BY SOFO ARCHON
Recently, my beloved partner and I were walking through one of the most beautiful parks in Athens, Greece, where we encountered a beautiful incident that has been imprinted on my mind and which I’ll most probably never forget.
A father was playing football with his young, not more than three-year-old son and they both appeared to happily enjoy themselves, squeezing each and every moment out of their play. Suddenly, while the child was trying to kick the ball in the direction of his father, he tripped and fell abruptly to the ground. He started crying, seemingly experiencing pain and feeling helpless. The father quickly reached him, took him in his arms, and told him in a caring voice: “Don’t worry, my love.” In just a few seconds, the child stopped crying and he and his father joyfully resumed kicking the ball back and forth.
Shortly afterward, we went back home to relax after our long, exhausting walk. No sooner did we enter our apartment than we heard our neighbors around the corner screaming at their son and calling him stupid, a thing they usually do when they are not in a good mood — which is almost always the case. There have been times when we’ve heard them call him faggot, retarded, and other names of similar nature.

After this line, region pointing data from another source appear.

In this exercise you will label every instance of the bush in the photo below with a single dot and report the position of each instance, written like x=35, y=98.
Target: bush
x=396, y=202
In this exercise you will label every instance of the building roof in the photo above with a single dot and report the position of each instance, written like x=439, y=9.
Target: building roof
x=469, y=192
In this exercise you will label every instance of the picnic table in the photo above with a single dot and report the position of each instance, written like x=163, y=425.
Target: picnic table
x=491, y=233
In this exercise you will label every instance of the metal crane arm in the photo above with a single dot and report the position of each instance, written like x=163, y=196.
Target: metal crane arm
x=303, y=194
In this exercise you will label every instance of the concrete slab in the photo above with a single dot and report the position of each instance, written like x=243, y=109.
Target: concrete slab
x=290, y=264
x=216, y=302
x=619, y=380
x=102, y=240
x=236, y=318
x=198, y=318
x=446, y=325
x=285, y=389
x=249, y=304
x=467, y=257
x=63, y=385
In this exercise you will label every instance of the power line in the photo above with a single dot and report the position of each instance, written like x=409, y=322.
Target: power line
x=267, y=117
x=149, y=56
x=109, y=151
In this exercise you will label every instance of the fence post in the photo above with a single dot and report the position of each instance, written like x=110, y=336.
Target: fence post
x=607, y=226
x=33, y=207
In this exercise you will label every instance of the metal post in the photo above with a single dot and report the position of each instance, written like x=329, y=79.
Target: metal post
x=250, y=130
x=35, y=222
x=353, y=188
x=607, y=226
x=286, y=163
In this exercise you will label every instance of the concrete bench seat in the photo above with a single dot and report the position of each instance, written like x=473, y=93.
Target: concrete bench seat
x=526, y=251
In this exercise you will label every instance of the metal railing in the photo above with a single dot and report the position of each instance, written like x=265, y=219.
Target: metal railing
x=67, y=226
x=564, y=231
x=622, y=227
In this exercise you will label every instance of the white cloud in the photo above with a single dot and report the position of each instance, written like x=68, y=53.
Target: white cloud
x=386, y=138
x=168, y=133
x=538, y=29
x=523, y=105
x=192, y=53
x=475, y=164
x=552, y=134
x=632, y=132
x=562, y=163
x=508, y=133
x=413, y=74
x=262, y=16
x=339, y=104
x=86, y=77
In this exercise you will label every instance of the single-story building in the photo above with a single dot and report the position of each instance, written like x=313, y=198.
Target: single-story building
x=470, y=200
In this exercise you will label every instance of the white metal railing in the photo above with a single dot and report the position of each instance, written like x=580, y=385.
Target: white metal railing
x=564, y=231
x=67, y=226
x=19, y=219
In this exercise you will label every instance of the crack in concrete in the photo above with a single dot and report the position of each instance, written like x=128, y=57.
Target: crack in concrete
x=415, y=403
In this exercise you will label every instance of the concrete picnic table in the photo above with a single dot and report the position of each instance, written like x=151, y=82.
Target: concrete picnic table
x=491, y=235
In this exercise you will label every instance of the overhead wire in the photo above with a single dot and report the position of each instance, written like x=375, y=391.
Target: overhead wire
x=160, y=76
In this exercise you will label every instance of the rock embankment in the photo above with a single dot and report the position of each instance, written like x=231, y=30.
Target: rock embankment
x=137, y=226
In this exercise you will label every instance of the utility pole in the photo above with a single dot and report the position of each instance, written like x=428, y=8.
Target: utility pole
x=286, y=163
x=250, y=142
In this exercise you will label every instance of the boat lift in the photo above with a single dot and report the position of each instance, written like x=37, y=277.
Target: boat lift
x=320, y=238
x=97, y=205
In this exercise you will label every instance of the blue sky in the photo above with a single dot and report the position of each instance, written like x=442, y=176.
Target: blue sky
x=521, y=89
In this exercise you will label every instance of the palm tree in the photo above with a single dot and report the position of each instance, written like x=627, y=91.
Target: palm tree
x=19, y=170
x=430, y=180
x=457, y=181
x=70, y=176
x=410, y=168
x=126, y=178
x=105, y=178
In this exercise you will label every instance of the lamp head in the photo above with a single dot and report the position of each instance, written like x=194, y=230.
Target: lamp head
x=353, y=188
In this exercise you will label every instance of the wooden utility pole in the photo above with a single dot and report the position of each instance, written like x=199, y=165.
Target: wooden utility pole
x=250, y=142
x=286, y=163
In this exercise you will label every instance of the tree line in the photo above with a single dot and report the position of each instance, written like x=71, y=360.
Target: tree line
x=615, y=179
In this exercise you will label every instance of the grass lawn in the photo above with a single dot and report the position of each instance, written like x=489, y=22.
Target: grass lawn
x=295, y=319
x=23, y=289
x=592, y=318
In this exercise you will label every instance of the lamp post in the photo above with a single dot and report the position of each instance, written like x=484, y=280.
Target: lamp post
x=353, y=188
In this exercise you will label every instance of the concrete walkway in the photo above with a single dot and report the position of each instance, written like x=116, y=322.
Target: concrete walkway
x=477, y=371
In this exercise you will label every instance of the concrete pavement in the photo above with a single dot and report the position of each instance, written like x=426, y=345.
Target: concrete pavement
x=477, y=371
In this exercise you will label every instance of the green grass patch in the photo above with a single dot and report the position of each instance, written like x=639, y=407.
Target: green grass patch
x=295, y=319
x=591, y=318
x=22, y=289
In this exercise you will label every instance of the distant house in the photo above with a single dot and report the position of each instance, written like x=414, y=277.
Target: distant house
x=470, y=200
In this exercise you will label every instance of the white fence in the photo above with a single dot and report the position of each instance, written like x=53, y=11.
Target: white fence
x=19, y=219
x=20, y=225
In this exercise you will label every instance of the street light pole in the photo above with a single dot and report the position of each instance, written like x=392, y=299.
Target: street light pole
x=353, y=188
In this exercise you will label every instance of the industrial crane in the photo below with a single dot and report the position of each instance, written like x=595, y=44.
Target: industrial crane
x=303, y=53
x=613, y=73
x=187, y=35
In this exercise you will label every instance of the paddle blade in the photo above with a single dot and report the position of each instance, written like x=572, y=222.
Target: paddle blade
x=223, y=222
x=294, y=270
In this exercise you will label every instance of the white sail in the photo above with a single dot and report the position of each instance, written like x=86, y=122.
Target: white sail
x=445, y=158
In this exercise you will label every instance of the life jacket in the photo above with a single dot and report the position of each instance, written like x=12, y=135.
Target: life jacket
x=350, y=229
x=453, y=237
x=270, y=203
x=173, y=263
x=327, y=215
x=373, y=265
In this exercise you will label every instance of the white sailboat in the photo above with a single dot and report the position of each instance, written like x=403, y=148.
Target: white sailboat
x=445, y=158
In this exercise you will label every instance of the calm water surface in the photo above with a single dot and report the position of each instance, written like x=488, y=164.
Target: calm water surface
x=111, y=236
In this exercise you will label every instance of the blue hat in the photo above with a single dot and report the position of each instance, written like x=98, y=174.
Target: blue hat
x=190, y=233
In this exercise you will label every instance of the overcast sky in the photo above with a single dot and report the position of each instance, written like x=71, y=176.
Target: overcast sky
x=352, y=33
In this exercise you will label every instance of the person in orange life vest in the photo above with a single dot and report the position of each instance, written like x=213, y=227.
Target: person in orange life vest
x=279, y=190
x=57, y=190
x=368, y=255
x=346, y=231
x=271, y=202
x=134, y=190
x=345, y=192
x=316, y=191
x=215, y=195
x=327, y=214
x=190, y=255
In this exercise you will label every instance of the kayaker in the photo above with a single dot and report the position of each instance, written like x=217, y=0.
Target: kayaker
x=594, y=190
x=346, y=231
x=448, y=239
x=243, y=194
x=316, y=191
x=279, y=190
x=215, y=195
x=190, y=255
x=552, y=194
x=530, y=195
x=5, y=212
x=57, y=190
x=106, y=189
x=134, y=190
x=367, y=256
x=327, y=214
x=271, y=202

As you can understand, this child and the other one mentioned above have a totally different upbringing. The one is brought up in an emotionally healthy environment of love, affection and encouragement, while the other in an emotionally unhealthy environment of hatred, disrespect and criticism.
Words Shape Children’s Minds
Psychologists have for a long time now found out that the words parents use when they talk to their children can tremendously influence their psychological development, and hence their future behavior and habits.
But why is that so, you might ask.
Well, for one thing, children desire more than anything else to be loved and liked by their parents, and so the way parents talk to and about them means the world to them. Thus, their parents’ words deeply affect their psyche. That’s why, for example, when parents verbally express to their children that they are not liked and accepted as they are, children feel ashamed and hateful toward themselves. When parents, however, praise, talk with kindness and show respect to their children, children feel well about themselves and proud of who they are.
Secondly, in the eyes of children, parents are seen as role models who are all-knowing. To them, whatever their parents say must be right. They wholeheartedly believe in their parents’ ideas and opinions, unquestionably accepting them as the truth, and that truth shapes their entire worldview, including how they see themselves. Therefore, if, for example, a parent calls his son stupid, like in the example mentioned earlier, there’s a high chance that the son will believe that he’s a stupid and soon act like it. Or, if a parent calls her daughter ugly and disgusting, it’s very likely that the daughter will develop serious self-esteem and other mental health issues. On the contrary, if a parent tells her daughter that she’s worthy of love and respect, there’s a high possibility that she will grow into a confident and emotionally fulfilled person.
Teaching By Example
But it’s not only the words that parents utter that is shaping children’s minds. Most importantly, it’s the parents’ overall behavior and attitude. More than anything else, children learn by example.
For instance, if a child’s parents are filled with worries, fears and stress, then the child might very well develop into an anxious, insecure, neurotic adult. On the contrary, if a child’s parents are confident, can handle difficulties and have a positive outlook on life, it’s highly probable that the child will develop an optimistic attitude and be unafraid of facing the challenges that life brings on its way.
This means that perhaps the best way for parents to teach children nearly anything is to embody what they are trying to teach them. Many parents, however, give children advice that they don’t themselves apply in their lives. “Don’t ever smoke cigarettes, it’s bad for your health,” we often hear parents say to their children while holding a lit cigarette in their hands. Or, “Stop fighting with your siblings” while they angrily spank them as a way of punishment for their inappropriate behavior. The result? Children receive conflicting messages from the words and actions of their parents — and actions always speak louder than words. Hence, children reach their conclusions from what they’ve been shown and not what they’ve been told.
A child is like a sponge, unconsciously absorbing everything from its environment. And since parents are typically the most immediate environment of a child, their own psychological condition is of utmost importance to a child’s psychological development. If parents are not emotionally healthy themselves, they can’t but fail to raise emotionally healthy children — the emotional issues they are suffering from will inevitably be transferred to their children. Therefore, it’s important that parents deal with and resolve their own psychological problems (with the support of society, in the form of free mental health services, which sadly are nearly non-existent in most countries around the world), for only then can a truly positive parental environment manifest — that is, an environment that makes children feel secure, loved and supported.